Figure 2. Biofouling mechanism.
The impact of biofouling on the membrane processes includes flux decline, damage to the membrane structure, inhibition of conventional transport mechanisms, increased feed and differential pressure, increased energy consumption, and the need for frequent cleaning, which adversely affects membrane plant operation and shortens membrane life [
22,
28].
3. Membrane Biofouling Characterization
The characterization of membrane biofouling involves evaluating the microbial community, the fouling layer, and the quantification of the EPS matrix. Various assays, microscopic and spectroscopic techniques have been employed to characterize membrane biofouling [
29]. Kerdi et al. [
30] used 3D-optical coherence tomography (OCT) to characterize the intrinsic structure and the mechanical properties of the biofilm developing on ultrafiltration (UF) polyethersulfone membranes without altering their chemical and/or physical properties. Three-dimensional images of the biofilm were obtained with high resolution, enabling the biofilm microstructural morphology analysis. The structural properties were found to be dependent of time as the biofilm continuously evolved, i.e., the biofilm was more elastic in nature at the initial stages of its growth. Still, it then transitioned into a more viscoelastic type as it matured.
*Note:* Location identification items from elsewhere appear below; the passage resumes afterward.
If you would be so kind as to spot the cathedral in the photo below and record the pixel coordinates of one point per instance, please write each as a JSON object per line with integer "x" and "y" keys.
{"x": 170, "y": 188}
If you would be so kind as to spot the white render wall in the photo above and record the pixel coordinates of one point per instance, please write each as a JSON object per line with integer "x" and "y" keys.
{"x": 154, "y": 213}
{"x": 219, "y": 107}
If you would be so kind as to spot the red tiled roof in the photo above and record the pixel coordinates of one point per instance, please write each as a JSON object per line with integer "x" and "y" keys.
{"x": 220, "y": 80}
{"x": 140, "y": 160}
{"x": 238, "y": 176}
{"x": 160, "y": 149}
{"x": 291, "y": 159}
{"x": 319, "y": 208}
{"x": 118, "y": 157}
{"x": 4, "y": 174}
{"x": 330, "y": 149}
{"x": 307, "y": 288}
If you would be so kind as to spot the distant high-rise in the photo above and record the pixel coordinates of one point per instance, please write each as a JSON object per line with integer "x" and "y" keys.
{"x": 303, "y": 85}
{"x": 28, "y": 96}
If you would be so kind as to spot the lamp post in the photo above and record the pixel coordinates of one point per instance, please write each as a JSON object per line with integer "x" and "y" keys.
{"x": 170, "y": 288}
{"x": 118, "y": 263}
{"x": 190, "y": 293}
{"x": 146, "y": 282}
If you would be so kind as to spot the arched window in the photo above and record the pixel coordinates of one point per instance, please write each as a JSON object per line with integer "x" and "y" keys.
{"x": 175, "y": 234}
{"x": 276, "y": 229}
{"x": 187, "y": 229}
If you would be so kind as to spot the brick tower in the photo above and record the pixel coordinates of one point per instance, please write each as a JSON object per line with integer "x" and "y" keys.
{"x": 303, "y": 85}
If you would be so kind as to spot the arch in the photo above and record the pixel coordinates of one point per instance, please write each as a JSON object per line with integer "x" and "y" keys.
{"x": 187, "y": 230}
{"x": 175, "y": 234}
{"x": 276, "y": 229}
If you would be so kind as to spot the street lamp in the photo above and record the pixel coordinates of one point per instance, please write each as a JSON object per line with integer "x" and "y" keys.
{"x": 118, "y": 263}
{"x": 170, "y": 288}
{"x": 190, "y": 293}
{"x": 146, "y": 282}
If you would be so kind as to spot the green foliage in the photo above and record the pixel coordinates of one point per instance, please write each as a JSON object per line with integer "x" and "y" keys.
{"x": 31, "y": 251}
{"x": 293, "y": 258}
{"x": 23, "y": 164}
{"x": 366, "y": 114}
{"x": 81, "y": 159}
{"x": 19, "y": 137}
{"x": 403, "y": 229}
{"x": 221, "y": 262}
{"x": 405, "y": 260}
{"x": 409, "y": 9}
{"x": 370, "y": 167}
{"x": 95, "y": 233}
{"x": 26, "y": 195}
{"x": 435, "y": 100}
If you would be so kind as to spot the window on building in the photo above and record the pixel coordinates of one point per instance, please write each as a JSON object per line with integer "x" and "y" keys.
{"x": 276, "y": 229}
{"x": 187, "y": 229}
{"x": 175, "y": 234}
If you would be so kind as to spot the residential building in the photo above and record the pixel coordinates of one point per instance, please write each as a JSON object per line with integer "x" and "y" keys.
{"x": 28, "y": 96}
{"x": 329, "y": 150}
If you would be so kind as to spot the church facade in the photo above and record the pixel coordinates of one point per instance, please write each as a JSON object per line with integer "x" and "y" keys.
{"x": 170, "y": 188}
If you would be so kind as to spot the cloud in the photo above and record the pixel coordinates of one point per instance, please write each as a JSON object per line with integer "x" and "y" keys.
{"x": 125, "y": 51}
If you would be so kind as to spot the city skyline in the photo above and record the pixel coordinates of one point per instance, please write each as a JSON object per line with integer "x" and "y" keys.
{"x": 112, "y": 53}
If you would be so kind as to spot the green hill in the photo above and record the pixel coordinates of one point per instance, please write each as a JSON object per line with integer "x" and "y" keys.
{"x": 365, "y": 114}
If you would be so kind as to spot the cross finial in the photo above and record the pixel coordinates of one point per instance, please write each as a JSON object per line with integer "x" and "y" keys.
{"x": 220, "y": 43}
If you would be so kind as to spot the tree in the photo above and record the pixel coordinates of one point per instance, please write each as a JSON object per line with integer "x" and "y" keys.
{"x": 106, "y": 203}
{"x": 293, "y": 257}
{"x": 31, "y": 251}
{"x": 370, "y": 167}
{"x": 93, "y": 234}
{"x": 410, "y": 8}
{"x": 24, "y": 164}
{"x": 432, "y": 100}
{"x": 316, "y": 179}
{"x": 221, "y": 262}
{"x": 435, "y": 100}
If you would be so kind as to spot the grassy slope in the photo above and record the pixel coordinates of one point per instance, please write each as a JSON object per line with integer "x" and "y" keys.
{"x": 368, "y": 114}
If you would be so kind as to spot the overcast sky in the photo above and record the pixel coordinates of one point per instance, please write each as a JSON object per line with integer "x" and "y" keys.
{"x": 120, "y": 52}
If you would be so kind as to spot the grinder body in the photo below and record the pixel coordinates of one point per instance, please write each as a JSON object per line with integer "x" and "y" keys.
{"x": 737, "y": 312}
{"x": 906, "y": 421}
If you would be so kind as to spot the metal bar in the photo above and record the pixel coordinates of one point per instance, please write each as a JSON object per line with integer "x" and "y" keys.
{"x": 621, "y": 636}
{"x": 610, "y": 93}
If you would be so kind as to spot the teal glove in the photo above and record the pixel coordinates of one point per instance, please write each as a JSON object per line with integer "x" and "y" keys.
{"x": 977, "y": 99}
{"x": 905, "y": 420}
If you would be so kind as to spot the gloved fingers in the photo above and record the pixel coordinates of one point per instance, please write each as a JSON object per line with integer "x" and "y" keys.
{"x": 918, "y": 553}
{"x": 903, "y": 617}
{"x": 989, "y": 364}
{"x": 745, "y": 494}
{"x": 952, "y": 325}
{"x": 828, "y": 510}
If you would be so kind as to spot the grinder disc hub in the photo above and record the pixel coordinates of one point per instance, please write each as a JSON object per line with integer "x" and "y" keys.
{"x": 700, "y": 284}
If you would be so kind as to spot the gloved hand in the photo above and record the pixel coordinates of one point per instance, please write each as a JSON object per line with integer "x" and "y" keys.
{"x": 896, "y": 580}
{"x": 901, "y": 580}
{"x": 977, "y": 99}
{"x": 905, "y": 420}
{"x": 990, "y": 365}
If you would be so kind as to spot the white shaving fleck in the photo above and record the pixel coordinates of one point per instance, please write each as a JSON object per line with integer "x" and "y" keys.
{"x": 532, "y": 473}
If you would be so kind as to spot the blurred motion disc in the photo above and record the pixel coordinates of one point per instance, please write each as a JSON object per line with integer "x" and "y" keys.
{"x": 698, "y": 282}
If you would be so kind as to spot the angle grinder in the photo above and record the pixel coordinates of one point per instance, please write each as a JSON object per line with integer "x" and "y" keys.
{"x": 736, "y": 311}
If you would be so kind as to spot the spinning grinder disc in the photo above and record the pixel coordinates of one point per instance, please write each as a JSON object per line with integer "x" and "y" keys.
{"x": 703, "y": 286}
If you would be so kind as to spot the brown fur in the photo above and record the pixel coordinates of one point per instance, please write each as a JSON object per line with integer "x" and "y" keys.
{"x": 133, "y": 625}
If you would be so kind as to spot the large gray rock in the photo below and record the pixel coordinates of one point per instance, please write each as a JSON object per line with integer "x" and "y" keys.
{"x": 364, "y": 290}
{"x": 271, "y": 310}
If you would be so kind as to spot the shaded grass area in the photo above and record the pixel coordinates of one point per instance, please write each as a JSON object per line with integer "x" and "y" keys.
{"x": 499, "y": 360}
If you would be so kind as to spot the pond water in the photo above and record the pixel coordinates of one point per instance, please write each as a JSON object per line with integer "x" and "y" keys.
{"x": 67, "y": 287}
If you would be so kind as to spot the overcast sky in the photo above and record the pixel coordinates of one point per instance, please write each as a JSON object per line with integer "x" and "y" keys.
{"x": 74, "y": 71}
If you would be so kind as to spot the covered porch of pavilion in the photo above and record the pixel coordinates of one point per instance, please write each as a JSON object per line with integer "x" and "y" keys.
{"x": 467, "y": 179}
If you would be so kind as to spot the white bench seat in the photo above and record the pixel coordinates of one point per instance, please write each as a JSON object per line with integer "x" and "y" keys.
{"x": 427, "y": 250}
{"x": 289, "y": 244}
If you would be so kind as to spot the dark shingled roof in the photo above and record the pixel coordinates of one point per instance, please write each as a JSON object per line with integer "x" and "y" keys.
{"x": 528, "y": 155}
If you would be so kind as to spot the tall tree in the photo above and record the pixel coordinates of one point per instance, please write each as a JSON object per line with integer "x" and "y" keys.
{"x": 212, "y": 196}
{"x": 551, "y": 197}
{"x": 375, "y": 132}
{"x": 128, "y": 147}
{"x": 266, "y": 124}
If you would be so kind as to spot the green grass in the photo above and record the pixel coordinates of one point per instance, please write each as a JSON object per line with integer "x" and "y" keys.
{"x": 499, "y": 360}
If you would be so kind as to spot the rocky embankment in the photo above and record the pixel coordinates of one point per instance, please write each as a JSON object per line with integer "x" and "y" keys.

Benladghem et al. [
31] used surface enhanced Raman spectroscopy (SERS) to identify biofoulants accumulated on spiral-wound reverse osmosis (SWRO) membranes. They also imaged the fouled membranes’ topography and the biofilm structures using fluorescence microscopy (FM) and scanning electron microscopy (SEM). The microscopy images showed that both biotic and abiotic deposits were present on the membrane; in addition, SERS showed that the thickness of the fouling layer reached up to 5µm. In another study, Zahid et al. [
32] used thermal analysis (differential scanning calorimetry, DSC), contact angle, SEM, Fourier transform infrared (FTIR) spectroscopy, and the disc diffusion method to characterize cellulose acetate (CA)-sulfonated graphene oxide (SGO)-doped membranes and assess their anti-biofouling properties. The functionalization of CA membranes with SGO was confirmed using FTIR, while the morphology of the doped membranes was studied using SEM. The thermal stability of the doped membranes was investigated using DSC and revealed an increase in thermal stability of CA-SGO membranes upon the addition of SGO.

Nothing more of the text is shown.